OrganicGarden123 1 year ago
Does the urine add too much salt? How many times do you add urine to the straw?
oblrman 2 years ago
@oblrman: someone else asked about salt in urine on one of my urine compost or urine straw videos. There are some salts in urine, but that might help with some plants and probably adds lots of mico-minerals to the straw or to compost. I produce about 2-3 gallons of urine per week at home (I don't save my urine from work), and all of it is used for gardening. Throughout the winter I add it to 3 straw bales. In summer, the bales are growing stuff so the urine goes onto my piles of compost leaves.

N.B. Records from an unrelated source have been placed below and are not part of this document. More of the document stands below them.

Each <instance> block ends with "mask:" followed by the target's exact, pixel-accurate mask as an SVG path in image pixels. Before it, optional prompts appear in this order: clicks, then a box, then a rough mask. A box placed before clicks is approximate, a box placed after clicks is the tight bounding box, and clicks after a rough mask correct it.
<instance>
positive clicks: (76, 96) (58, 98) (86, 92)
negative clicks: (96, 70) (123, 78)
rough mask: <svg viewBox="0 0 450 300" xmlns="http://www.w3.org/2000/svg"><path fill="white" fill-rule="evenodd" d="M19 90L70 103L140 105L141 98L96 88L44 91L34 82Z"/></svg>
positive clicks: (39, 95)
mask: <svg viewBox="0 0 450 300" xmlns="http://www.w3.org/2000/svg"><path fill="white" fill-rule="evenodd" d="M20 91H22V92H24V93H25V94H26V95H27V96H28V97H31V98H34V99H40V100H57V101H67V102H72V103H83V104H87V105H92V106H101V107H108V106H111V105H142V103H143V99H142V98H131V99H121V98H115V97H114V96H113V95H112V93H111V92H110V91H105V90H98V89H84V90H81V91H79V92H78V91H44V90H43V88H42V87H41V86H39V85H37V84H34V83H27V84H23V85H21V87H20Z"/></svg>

OrganicGarden123 1 year ago
this must smell nice
dalibor4017 2 years ago
It hardly smells at all. My 2-part answer on smell: 1=inside, 2=outside.
1) Inside: unlike letting pee sit in the toilet (which some folks do, to conserve on flushings), a closed jug of urine does NOT smell up the bathroom at all.
2) Outside: it smells no more than any composting, which is just a faint smell of rich earth... actually quite pleasant. I, too, was concerned... thinking that I may have to throw out the straw bale if it smelled bad, but that never happened. It worked out great.